PORTLAND, OR — In a landmark move designed to “reimagine the doctor-patient partnership for the digital age,” the expansive Pacific Coast Health System announced Monday that its physicians are now required to officially confirm all patient self-diagnoses generated by 2 chatbots.

The new mandate, effective immediately across all 47 facilities, directs medical professionals to “meticulously review and authenticate” conditions patients arrive with, ranging from “Acute Dopamine Scroll Dysfunction” to “Generalized Wellness Stagnation.” The policy aims to leverage the “unprecedented access to personalized health data” patients glean from large language models, thereby “streamlining diagnosis and accelerating treatment pathways.”

“We understand that our patients are increasingly proactive in their health journeys, often consulting advanced algorithms before scheduling an appointment,” stated Dr. Evelyn Thorne, Chief Patient Empowerment Officer at Pacific Coast Health System, in an internal memo obtained by Hambry. “Our role is no longer to simply diagnose, but to act as a crucial validation node in their AI-enhanced self-care ecosystem. This is about meeting patients where their algorithms are.”

Under the new guidelines, doctors must use phrases like, “Yes, Mrs. Henderson, your ChatGPT-4 diagnosis of ‘Chronic Luminal Joy Deprivation’ does appear consistent with your self-reported symptoms of feeling ‘meh’ about artisanal toast,” before proceeding to a treatment plan. One internal memo suggested prescribing “increased screen-time mindfulness” or “strategic engagement with a bespoke digital detox influencer” for such cases.

Physicians, however, expressed a range of reactions from “utter bewilderment” to “profound existential despair.” Dr. Kenneth Choi, a veteran family physician with over 20 years of experience, reportedly spent 45 minutes last Tuesday meticulously reviewing a patient’s AI-generated claim of “Quantum Field Discombobulation” before confirming it could indeed be managed with “daily exposure to high-vibrational frequencies, as recommended by the patient’s personal AI oracle.”

“My entire medical education, my years of clinical experience, all of it feels secondary to whether a patient’s chatbot has correctly identified their ‘Pre-Caffeinated Cognitive Fog Syndrome,’” Dr.
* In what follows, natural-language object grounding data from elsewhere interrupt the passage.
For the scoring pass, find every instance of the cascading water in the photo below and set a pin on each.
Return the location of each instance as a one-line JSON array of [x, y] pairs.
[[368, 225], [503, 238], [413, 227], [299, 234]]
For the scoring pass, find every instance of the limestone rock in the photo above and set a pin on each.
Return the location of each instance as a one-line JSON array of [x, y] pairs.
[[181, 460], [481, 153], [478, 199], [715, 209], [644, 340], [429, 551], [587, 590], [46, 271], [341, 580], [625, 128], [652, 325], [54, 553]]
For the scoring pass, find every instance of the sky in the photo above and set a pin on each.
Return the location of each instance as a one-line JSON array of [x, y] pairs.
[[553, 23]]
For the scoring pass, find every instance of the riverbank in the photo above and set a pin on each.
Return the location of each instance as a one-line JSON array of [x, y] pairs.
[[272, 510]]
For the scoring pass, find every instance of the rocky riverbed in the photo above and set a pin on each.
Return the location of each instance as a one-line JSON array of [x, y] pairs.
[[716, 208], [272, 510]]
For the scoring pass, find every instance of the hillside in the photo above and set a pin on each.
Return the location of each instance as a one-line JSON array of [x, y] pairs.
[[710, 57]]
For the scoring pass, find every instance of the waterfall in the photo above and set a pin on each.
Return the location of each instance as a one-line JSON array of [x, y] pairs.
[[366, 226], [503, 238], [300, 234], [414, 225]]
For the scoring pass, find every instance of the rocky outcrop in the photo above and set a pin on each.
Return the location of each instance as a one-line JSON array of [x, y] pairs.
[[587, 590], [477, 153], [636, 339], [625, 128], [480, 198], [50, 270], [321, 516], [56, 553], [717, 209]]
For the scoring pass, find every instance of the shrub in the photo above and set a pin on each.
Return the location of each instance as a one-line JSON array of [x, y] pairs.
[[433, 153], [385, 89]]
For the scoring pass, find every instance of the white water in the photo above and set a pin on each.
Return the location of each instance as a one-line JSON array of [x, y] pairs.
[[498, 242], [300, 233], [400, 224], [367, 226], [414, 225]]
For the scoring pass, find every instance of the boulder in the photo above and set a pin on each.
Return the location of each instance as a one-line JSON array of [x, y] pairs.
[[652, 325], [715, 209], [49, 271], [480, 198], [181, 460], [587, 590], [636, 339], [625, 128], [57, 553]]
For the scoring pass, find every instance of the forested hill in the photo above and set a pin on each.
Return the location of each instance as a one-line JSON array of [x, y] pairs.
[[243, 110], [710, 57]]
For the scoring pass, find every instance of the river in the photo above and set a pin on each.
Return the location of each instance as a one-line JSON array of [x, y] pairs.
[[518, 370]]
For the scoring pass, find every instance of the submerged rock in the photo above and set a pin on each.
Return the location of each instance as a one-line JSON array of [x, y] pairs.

Choi confided to a colleague. “I spent an afternoon last week researching whether ‘Symbiotic Digital Detoxification Deficiency’ was a real thing, only to find it was a hallucination from a particularly creative open-source model. But policy is policy.”

The health system reports a 300% increase in patient satisfaction scores related to “feeling heard by the healthcare establishment” since the policy’s soft launch last month. Industry analysts speculate this innovative approach could become a model for future healthcare delivery, fundamentally redefining medical expertise as “algorithmic confirmation bias facilitation.”

Meanwhile, Pacific Coast Health System has begun exploring partnerships with leading AI developers to create bespoke chatbot solutions that will pre-populate patient charts with “validated” self-diagnoses, further streamlining the physician’s role to little more than signing on the dotted, algorithm-generated line.